Como Sifrá e Puá, parteiras que desobedeceram ao faraó para preservar a vida dos meninos hebreus (cf. Ex 1,17), também os discípulos hoje são chamados à desobediência santa diante de sistemas que promovem a morte. Como o Servo de Isaías que não recuou diante dos que o feriam (cf. Is 50,6-7), o seguidor do Cristo não retrocede quando a verdade fere os confortos da religião de fachada.
Confessar Jesus é praticar justiça, amar a misericórdia e caminhar humildemente com Deus (cf. Mq 6,8). Essa é a síntese da fé. Não é decorar doutrinas nem ostentar cargos. É encarnar a misericórdia. É escandalizar o mundo com a bondade. É ferir o sistema com o perdão. É incomodar o clero com a compaixão sem controle.

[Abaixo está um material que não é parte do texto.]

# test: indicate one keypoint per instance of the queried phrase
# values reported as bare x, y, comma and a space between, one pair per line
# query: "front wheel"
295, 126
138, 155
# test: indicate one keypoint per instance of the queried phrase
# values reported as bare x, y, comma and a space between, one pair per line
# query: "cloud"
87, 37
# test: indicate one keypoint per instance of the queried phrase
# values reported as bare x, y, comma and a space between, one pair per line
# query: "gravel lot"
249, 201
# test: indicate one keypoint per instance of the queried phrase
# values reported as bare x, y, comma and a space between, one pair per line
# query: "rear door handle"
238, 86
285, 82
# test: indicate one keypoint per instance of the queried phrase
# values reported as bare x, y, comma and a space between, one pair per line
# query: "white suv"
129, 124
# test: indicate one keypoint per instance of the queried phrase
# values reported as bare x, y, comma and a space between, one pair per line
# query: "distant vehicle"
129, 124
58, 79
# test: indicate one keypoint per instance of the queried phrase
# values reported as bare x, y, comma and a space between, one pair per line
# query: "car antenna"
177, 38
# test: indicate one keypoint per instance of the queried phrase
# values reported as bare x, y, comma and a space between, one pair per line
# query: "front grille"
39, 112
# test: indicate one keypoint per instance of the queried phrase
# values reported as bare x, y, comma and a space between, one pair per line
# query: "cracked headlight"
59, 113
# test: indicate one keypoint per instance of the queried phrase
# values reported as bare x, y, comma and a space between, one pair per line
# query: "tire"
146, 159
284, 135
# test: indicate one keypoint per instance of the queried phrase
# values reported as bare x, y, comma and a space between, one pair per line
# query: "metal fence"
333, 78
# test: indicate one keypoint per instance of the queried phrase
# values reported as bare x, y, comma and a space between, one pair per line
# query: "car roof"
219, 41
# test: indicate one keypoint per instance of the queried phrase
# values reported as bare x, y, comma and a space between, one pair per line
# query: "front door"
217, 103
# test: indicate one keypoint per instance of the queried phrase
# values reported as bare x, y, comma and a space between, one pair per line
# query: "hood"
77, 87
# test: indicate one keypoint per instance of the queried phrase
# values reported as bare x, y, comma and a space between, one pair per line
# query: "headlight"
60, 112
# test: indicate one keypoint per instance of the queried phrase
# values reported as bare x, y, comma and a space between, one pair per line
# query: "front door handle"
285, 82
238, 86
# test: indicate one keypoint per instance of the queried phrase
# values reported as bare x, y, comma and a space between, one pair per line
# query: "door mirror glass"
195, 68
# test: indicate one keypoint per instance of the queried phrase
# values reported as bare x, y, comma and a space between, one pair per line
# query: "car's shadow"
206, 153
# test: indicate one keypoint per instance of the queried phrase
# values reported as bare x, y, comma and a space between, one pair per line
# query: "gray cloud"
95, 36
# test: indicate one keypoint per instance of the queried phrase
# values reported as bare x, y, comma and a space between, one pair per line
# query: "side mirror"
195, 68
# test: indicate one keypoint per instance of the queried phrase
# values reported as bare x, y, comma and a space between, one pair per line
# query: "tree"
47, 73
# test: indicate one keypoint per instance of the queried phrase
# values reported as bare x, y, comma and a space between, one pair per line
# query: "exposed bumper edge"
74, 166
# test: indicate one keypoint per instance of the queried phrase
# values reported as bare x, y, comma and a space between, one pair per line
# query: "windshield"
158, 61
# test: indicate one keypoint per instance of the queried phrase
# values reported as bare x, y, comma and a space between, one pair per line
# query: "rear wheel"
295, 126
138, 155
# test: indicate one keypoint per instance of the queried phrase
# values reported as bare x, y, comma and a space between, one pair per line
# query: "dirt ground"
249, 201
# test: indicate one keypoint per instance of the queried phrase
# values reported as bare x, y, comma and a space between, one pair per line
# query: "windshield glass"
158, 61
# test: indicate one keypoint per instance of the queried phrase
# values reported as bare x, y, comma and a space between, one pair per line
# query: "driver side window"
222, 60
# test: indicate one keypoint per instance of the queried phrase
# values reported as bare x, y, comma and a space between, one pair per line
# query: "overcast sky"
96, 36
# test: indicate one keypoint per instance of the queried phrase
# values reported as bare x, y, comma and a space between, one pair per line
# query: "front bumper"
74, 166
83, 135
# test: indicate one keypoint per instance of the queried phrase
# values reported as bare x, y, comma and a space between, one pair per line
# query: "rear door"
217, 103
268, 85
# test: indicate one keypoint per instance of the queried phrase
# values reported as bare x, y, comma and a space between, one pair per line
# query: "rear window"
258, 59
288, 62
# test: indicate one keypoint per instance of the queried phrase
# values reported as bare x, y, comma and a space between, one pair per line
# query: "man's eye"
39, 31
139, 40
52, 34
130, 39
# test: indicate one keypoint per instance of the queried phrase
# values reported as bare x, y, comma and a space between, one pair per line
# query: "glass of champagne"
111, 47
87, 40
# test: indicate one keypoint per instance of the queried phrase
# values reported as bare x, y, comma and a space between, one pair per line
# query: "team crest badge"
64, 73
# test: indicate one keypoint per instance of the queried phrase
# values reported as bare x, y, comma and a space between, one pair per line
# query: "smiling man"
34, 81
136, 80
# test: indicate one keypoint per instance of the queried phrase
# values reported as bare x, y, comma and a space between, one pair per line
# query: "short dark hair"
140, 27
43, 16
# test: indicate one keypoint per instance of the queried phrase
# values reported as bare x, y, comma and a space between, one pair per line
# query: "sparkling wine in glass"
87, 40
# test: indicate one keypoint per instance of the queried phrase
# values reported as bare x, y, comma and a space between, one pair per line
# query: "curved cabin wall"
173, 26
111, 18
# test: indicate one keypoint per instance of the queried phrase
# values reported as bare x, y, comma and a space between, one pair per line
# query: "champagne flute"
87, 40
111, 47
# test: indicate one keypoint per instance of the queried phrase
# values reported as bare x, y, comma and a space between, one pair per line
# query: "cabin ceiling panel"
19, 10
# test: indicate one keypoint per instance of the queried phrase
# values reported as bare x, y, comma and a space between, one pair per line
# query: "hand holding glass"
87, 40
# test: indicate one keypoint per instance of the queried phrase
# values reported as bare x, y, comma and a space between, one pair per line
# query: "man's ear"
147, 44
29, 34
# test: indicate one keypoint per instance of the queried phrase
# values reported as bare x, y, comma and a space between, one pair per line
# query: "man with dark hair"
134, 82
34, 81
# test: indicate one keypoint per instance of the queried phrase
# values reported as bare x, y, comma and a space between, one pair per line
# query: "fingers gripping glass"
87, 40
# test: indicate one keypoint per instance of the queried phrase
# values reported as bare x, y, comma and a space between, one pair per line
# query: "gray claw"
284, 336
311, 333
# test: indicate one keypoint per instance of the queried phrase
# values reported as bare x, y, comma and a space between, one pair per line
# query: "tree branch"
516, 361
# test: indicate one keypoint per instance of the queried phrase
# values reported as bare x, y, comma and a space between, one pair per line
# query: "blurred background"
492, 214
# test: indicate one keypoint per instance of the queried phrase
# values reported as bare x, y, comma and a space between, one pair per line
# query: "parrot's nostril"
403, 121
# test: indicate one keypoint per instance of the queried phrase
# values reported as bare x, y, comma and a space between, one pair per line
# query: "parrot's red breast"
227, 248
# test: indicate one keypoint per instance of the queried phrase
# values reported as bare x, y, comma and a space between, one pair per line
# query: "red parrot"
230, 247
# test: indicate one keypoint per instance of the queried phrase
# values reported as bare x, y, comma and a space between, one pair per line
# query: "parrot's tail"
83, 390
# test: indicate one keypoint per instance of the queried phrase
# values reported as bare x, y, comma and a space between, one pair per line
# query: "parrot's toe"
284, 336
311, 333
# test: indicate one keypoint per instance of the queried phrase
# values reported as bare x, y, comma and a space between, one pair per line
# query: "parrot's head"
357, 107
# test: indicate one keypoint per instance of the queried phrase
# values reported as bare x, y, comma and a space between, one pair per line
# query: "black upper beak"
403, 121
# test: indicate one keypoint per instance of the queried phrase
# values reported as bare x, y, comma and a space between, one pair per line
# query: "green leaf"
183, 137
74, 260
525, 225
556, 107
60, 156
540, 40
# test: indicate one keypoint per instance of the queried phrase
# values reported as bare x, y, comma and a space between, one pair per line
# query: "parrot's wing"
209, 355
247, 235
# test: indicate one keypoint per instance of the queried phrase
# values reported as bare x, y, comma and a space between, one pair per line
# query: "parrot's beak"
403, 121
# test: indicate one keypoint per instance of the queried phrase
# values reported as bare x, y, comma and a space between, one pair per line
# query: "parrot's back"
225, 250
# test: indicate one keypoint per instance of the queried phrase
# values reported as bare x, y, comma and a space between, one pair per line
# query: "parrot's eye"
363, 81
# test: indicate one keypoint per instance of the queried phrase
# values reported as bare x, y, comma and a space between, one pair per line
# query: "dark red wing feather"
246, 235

Confessar é com os pés, indo ao encontro do caído. É com as mãos, erguendo o que foi descartado. É com o corpo todo, suando, sofrendo, sorrindo, encarnando a Boa Nova. Confessar é resistir ao espetáculo. É denunciar a fé convertida em produto, o Evangelho transformado em coaching, o templo tornado mercado.
Confessar é resistir.
Confessar é permanecer.
Confessar é não vender Jesus ao mercado.
Confessar é dizer não à mentira, mesmo quando ela veste batina, toga ou farda.
Confessar é carregar a cruz com ternura e firmeza.
Não temais.
Ainda que zombem.
Ainda que vos expulsem.
Ainda que vos deixem sós.
Pois o Pai vê.
O Filho confessa.
O Espírito sustenta.
A verdade será revelada. A justiça se fará.
E o nome de cada fiel será pronunciado com ternura e firmeza diante do Pai.
Que sejamos, então, dos que confessam. Dos que resistem. Dos que não se vendem nem se calam.
Porque o Reino não é promessa vazia: é anúncio que já começou nos passos de quem ousa dizer “sim” em meio à escuridão.